The ANTLRv3 grammar https://sourceware.org/git/?p=frysk.git;a=blob_plain;f=frysk-core/frysk/expr/CExpr.g;hb=HEAD implements context sensitive completion of C expressions (no macros).
For instance, if fed the string:
a_struct->a<tab>
it would just lists the fields of "a_struct" starting with "a" (tab could, technically be any character or marker).
The technique it used was to:
modify a C grammar to recognize both IDENT and IDENT_TAB tokens
for IDENT_TAB capture the partial expression AST and "TOKEN_TAB" and throw them back to 'main' (there are hacks to help capture the AST)
'main' then performs a type-eval on the partial expression (compute the expression's type not value) and use that to expand TOKEN_TAB
the same technique, while not exactly ideal, can certainly be used in ANTLRv4.

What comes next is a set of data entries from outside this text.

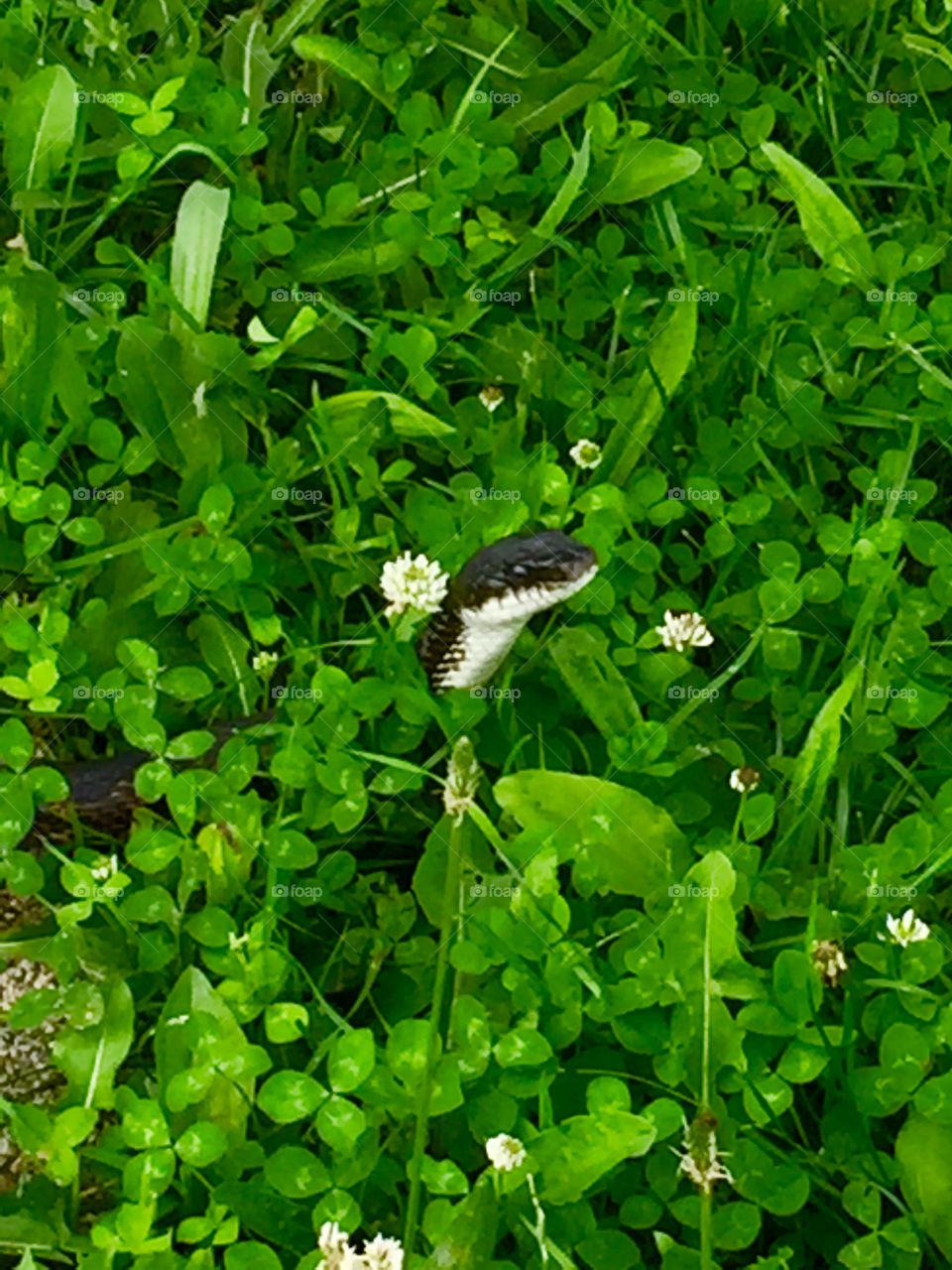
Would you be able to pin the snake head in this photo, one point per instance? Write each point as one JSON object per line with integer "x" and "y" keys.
{"x": 493, "y": 597}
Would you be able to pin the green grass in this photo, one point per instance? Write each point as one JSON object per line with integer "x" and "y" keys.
{"x": 261, "y": 267}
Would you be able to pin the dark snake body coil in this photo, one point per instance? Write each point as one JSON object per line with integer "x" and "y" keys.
{"x": 492, "y": 599}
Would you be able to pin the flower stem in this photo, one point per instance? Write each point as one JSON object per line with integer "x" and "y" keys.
{"x": 451, "y": 888}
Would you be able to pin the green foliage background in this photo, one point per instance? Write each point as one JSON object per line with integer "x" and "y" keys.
{"x": 259, "y": 266}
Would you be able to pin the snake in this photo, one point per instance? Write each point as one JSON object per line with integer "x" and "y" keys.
{"x": 490, "y": 601}
{"x": 483, "y": 613}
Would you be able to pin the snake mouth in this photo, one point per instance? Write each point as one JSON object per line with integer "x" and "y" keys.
{"x": 493, "y": 598}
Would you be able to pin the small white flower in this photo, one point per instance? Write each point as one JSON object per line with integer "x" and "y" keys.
{"x": 506, "y": 1153}
{"x": 462, "y": 780}
{"x": 382, "y": 1254}
{"x": 906, "y": 930}
{"x": 585, "y": 453}
{"x": 829, "y": 960}
{"x": 409, "y": 583}
{"x": 492, "y": 398}
{"x": 684, "y": 630}
{"x": 335, "y": 1246}
{"x": 746, "y": 779}
{"x": 701, "y": 1160}
{"x": 105, "y": 869}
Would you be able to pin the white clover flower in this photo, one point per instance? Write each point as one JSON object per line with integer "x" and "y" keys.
{"x": 409, "y": 583}
{"x": 684, "y": 630}
{"x": 105, "y": 869}
{"x": 699, "y": 1157}
{"x": 462, "y": 780}
{"x": 830, "y": 960}
{"x": 906, "y": 930}
{"x": 492, "y": 398}
{"x": 335, "y": 1246}
{"x": 506, "y": 1152}
{"x": 382, "y": 1254}
{"x": 585, "y": 453}
{"x": 744, "y": 780}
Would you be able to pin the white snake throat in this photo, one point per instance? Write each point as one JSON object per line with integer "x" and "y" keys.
{"x": 492, "y": 599}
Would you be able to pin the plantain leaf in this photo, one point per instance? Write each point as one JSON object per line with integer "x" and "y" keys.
{"x": 815, "y": 762}
{"x": 347, "y": 62}
{"x": 194, "y": 250}
{"x": 828, "y": 223}
{"x": 407, "y": 418}
{"x": 91, "y": 1056}
{"x": 616, "y": 838}
{"x": 40, "y": 128}
{"x": 645, "y": 166}
{"x": 602, "y": 691}
{"x": 670, "y": 348}
{"x": 924, "y": 1155}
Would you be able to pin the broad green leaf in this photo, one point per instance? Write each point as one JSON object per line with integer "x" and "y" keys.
{"x": 352, "y": 1058}
{"x": 615, "y": 837}
{"x": 829, "y": 226}
{"x": 924, "y": 1156}
{"x": 194, "y": 252}
{"x": 349, "y": 62}
{"x": 407, "y": 420}
{"x": 580, "y": 653}
{"x": 40, "y": 128}
{"x": 540, "y": 235}
{"x": 644, "y": 167}
{"x": 246, "y": 63}
{"x": 471, "y": 1229}
{"x": 572, "y": 1156}
{"x": 670, "y": 348}
{"x": 91, "y": 1056}
{"x": 812, "y": 770}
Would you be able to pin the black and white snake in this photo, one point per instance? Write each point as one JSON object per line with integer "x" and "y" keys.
{"x": 492, "y": 599}
{"x": 488, "y": 604}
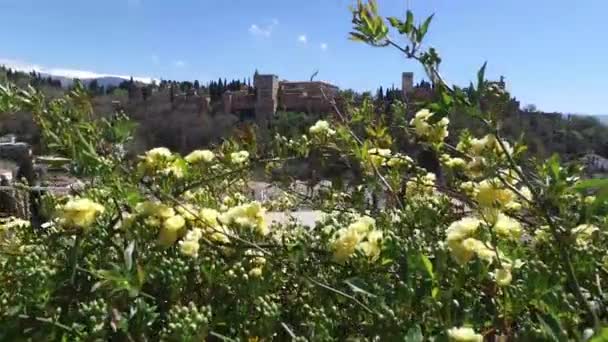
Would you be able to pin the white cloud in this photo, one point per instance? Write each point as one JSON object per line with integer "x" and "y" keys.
{"x": 64, "y": 72}
{"x": 263, "y": 31}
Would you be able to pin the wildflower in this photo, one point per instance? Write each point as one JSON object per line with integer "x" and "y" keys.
{"x": 490, "y": 194}
{"x": 176, "y": 168}
{"x": 169, "y": 231}
{"x": 435, "y": 132}
{"x": 81, "y": 212}
{"x": 209, "y": 217}
{"x": 589, "y": 200}
{"x": 240, "y": 157}
{"x": 250, "y": 215}
{"x": 321, "y": 127}
{"x": 399, "y": 159}
{"x": 359, "y": 235}
{"x": 372, "y": 247}
{"x": 379, "y": 156}
{"x": 479, "y": 248}
{"x": 255, "y": 272}
{"x": 455, "y": 163}
{"x": 462, "y": 228}
{"x": 156, "y": 154}
{"x": 345, "y": 243}
{"x": 583, "y": 233}
{"x": 188, "y": 211}
{"x": 503, "y": 276}
{"x": 189, "y": 245}
{"x": 200, "y": 155}
{"x": 507, "y": 227}
{"x": 421, "y": 186}
{"x": 464, "y": 334}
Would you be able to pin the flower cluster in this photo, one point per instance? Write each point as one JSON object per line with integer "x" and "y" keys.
{"x": 421, "y": 186}
{"x": 463, "y": 245}
{"x": 189, "y": 245}
{"x": 250, "y": 216}
{"x": 464, "y": 334}
{"x": 196, "y": 156}
{"x": 360, "y": 235}
{"x": 321, "y": 128}
{"x": 240, "y": 157}
{"x": 161, "y": 161}
{"x": 434, "y": 132}
{"x": 80, "y": 213}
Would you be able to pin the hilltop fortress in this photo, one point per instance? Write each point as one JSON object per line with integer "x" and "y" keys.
{"x": 270, "y": 95}
{"x": 267, "y": 96}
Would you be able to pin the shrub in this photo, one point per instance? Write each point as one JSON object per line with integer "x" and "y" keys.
{"x": 171, "y": 248}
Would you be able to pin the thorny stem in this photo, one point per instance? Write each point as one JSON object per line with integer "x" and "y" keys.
{"x": 47, "y": 321}
{"x": 358, "y": 140}
{"x": 436, "y": 77}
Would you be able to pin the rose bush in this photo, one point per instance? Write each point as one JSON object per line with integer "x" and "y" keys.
{"x": 173, "y": 248}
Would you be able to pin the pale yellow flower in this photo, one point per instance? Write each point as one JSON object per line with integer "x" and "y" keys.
{"x": 503, "y": 276}
{"x": 196, "y": 156}
{"x": 255, "y": 272}
{"x": 507, "y": 227}
{"x": 321, "y": 127}
{"x": 189, "y": 248}
{"x": 345, "y": 244}
{"x": 491, "y": 194}
{"x": 157, "y": 154}
{"x": 583, "y": 233}
{"x": 372, "y": 247}
{"x": 464, "y": 334}
{"x": 188, "y": 211}
{"x": 170, "y": 229}
{"x": 455, "y": 163}
{"x": 250, "y": 215}
{"x": 462, "y": 228}
{"x": 435, "y": 132}
{"x": 240, "y": 157}
{"x": 209, "y": 217}
{"x": 81, "y": 212}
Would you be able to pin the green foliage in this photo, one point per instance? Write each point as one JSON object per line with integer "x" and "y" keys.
{"x": 171, "y": 247}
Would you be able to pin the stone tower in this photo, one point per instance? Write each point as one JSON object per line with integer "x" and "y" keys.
{"x": 266, "y": 102}
{"x": 407, "y": 83}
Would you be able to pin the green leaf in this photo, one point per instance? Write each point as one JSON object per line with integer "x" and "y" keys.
{"x": 357, "y": 289}
{"x": 602, "y": 336}
{"x": 424, "y": 27}
{"x": 414, "y": 334}
{"x": 551, "y": 325}
{"x": 409, "y": 22}
{"x": 395, "y": 22}
{"x": 481, "y": 74}
{"x": 428, "y": 265}
{"x": 597, "y": 183}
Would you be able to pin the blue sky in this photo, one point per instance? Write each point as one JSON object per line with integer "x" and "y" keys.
{"x": 553, "y": 53}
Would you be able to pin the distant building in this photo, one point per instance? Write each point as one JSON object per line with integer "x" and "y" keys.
{"x": 595, "y": 165}
{"x": 269, "y": 95}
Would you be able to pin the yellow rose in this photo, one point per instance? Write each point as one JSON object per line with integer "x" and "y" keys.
{"x": 81, "y": 212}
{"x": 507, "y": 227}
{"x": 189, "y": 248}
{"x": 170, "y": 229}
{"x": 503, "y": 276}
{"x": 200, "y": 155}
{"x": 240, "y": 157}
{"x": 464, "y": 334}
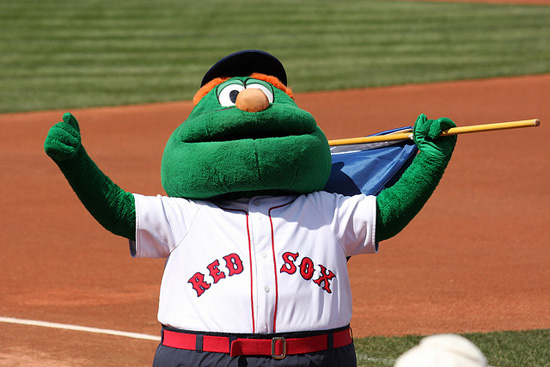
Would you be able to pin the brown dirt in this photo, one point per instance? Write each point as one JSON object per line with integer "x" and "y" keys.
{"x": 475, "y": 259}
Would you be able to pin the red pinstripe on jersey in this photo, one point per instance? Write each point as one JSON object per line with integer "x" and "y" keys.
{"x": 275, "y": 264}
{"x": 250, "y": 263}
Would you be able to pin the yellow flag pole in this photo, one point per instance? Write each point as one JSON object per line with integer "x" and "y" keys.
{"x": 451, "y": 131}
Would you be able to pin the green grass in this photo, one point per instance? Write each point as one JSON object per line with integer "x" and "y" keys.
{"x": 62, "y": 54}
{"x": 502, "y": 349}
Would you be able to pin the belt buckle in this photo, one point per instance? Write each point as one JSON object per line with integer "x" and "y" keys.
{"x": 273, "y": 344}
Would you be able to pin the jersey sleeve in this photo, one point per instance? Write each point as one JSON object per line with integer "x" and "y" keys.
{"x": 161, "y": 224}
{"x": 352, "y": 220}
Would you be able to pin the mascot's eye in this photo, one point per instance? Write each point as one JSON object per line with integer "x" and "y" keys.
{"x": 228, "y": 94}
{"x": 263, "y": 88}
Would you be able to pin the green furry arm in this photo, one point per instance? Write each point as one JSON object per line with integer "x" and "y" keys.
{"x": 111, "y": 206}
{"x": 399, "y": 204}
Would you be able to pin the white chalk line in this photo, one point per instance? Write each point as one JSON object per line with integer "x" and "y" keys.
{"x": 54, "y": 325}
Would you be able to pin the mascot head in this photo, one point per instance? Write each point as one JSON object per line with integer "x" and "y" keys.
{"x": 245, "y": 136}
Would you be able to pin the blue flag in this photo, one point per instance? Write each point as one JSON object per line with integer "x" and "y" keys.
{"x": 369, "y": 168}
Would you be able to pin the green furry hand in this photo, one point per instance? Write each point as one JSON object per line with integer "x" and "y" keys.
{"x": 63, "y": 140}
{"x": 426, "y": 136}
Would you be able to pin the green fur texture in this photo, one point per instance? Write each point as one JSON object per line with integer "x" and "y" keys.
{"x": 225, "y": 151}
{"x": 399, "y": 204}
{"x": 111, "y": 206}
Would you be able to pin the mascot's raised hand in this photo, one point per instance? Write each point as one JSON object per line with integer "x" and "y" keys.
{"x": 63, "y": 141}
{"x": 426, "y": 135}
{"x": 398, "y": 205}
{"x": 255, "y": 250}
{"x": 111, "y": 206}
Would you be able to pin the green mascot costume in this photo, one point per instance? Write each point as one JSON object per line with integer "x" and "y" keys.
{"x": 255, "y": 249}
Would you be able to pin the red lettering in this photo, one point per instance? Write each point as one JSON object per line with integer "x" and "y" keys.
{"x": 199, "y": 284}
{"x": 216, "y": 273}
{"x": 307, "y": 268}
{"x": 326, "y": 276}
{"x": 234, "y": 264}
{"x": 288, "y": 266}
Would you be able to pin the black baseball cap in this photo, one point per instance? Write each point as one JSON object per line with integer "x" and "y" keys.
{"x": 244, "y": 63}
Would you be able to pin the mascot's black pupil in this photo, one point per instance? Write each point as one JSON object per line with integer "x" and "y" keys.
{"x": 233, "y": 95}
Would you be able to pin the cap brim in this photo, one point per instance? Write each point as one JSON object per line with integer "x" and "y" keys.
{"x": 244, "y": 63}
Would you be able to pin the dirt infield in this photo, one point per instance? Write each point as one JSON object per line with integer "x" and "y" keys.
{"x": 475, "y": 259}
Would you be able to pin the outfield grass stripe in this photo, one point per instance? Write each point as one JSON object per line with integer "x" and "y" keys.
{"x": 323, "y": 44}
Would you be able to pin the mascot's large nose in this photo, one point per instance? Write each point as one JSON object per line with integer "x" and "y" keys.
{"x": 252, "y": 100}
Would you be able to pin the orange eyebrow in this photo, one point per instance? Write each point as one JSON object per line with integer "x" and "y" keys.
{"x": 205, "y": 89}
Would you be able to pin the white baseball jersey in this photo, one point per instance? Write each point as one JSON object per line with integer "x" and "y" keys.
{"x": 260, "y": 265}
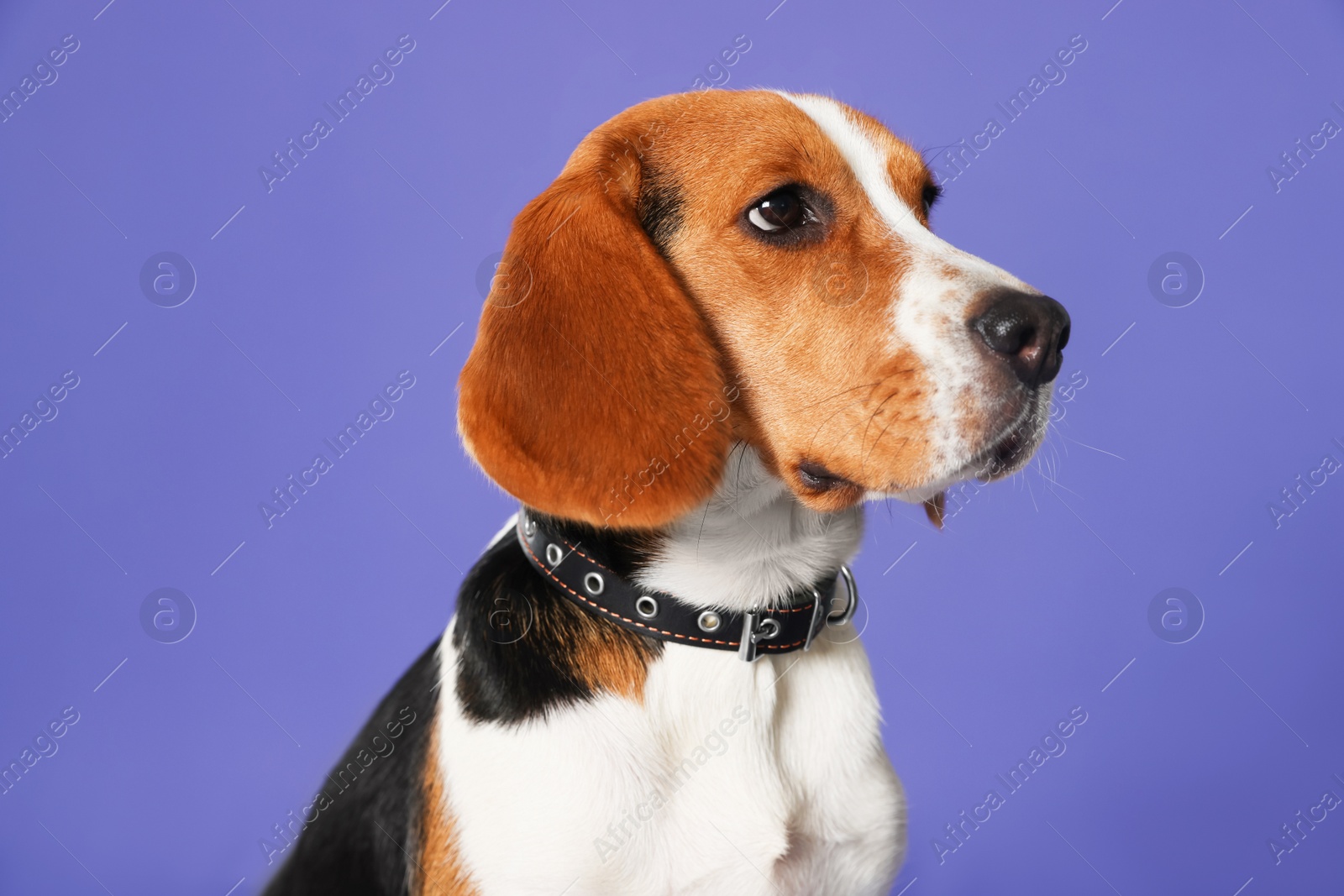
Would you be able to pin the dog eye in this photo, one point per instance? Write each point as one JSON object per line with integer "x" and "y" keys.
{"x": 931, "y": 195}
{"x": 781, "y": 210}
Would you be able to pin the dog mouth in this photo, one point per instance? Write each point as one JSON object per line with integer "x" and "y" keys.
{"x": 1011, "y": 452}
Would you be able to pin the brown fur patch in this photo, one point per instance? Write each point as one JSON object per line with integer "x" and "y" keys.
{"x": 620, "y": 345}
{"x": 438, "y": 869}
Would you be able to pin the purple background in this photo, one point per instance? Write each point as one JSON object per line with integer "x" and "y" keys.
{"x": 362, "y": 261}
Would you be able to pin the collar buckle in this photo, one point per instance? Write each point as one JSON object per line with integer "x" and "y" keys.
{"x": 757, "y": 627}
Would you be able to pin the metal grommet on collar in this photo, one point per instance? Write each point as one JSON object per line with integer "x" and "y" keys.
{"x": 710, "y": 621}
{"x": 851, "y": 600}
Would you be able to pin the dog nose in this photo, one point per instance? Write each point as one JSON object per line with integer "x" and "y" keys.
{"x": 1027, "y": 331}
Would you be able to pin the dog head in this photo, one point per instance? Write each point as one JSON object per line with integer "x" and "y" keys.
{"x": 748, "y": 266}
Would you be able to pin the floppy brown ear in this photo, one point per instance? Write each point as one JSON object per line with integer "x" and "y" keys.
{"x": 593, "y": 391}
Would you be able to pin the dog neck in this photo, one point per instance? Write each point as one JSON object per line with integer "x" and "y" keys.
{"x": 752, "y": 544}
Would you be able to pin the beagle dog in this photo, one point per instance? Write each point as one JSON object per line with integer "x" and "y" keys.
{"x": 718, "y": 332}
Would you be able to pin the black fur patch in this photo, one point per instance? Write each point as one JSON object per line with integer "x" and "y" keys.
{"x": 659, "y": 208}
{"x": 366, "y": 828}
{"x": 515, "y": 634}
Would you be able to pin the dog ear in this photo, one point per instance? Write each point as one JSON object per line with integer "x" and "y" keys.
{"x": 595, "y": 391}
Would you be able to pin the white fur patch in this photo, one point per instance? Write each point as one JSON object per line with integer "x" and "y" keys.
{"x": 730, "y": 778}
{"x": 752, "y": 543}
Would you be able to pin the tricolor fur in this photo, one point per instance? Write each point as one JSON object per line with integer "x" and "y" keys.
{"x": 703, "y": 402}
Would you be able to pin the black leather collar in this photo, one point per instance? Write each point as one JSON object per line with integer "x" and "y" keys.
{"x": 597, "y": 589}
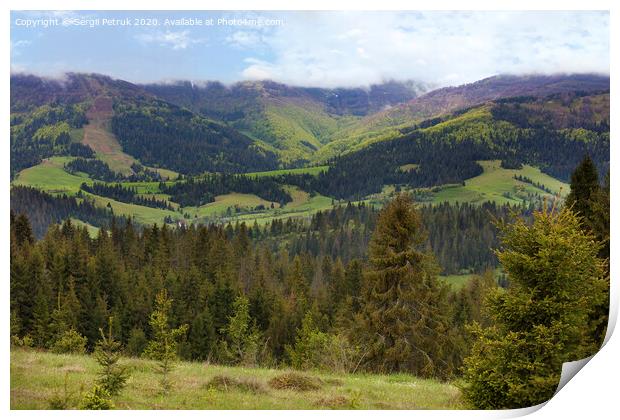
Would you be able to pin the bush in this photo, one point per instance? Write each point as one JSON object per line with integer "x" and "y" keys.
{"x": 137, "y": 342}
{"x": 112, "y": 376}
{"x": 225, "y": 383}
{"x": 97, "y": 399}
{"x": 310, "y": 346}
{"x": 295, "y": 381}
{"x": 70, "y": 341}
{"x": 25, "y": 341}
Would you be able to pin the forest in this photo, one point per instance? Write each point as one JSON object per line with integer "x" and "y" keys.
{"x": 238, "y": 302}
{"x": 160, "y": 134}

Is it feasible to use Antlr for source code completion?

I don't know, if this question is valid since i'm not very familiar with source code parsing. My goal is to write a source code completion function for one existing programming language (Language "X") for learning purposes.
Is Antlr(v4) suitable for such a task or should the necessary AST/Parse Tree creation and parsing be done by hand, assuming no existing solutions exists?
I haven't found much information about that specific topic, except a list of compiler books, except a compiler is not what i'm after for.
The code completion in GoWorks is completely implemented using ANTLR 4. The following video shows the level of completion of this code completion engine. The code completion example runs from 5 minutes through the end of the video.
Intro to Tunnel Vision Labs' GoWorks IDE (Preview Release)
I have been working on code completion algorithms for many years, and strongly believe that there is no better solution (automated or manual) for producing a code completion solution for a new language that meets the requirements for what I would call highly-responsive code completion. If you are not interested in that level of performance or accuracy, other solutions may be easier for you to get involved with (I don't work with those personally, because I am too easily disappointed in the results).
Xtext uses ANTLR3 and has good autocomplete facilities. The problem is, it generates a seperate parser (again using antlr3) for autocomplete processing which is derived from AbstractInternalContentAssistParser. This multi-thousand line code part shows that the error recovery of ANTLR3 alone found to be insufficient by the xtext team.
Meanwhile ANTLR4 has a function parser.getExpectedTokensWithinCurrentRule() which lists possible token types for given position. It works when used in a ParseTreeListener. Remaining is semantics, scoping etc which is out of ANTLRs scope.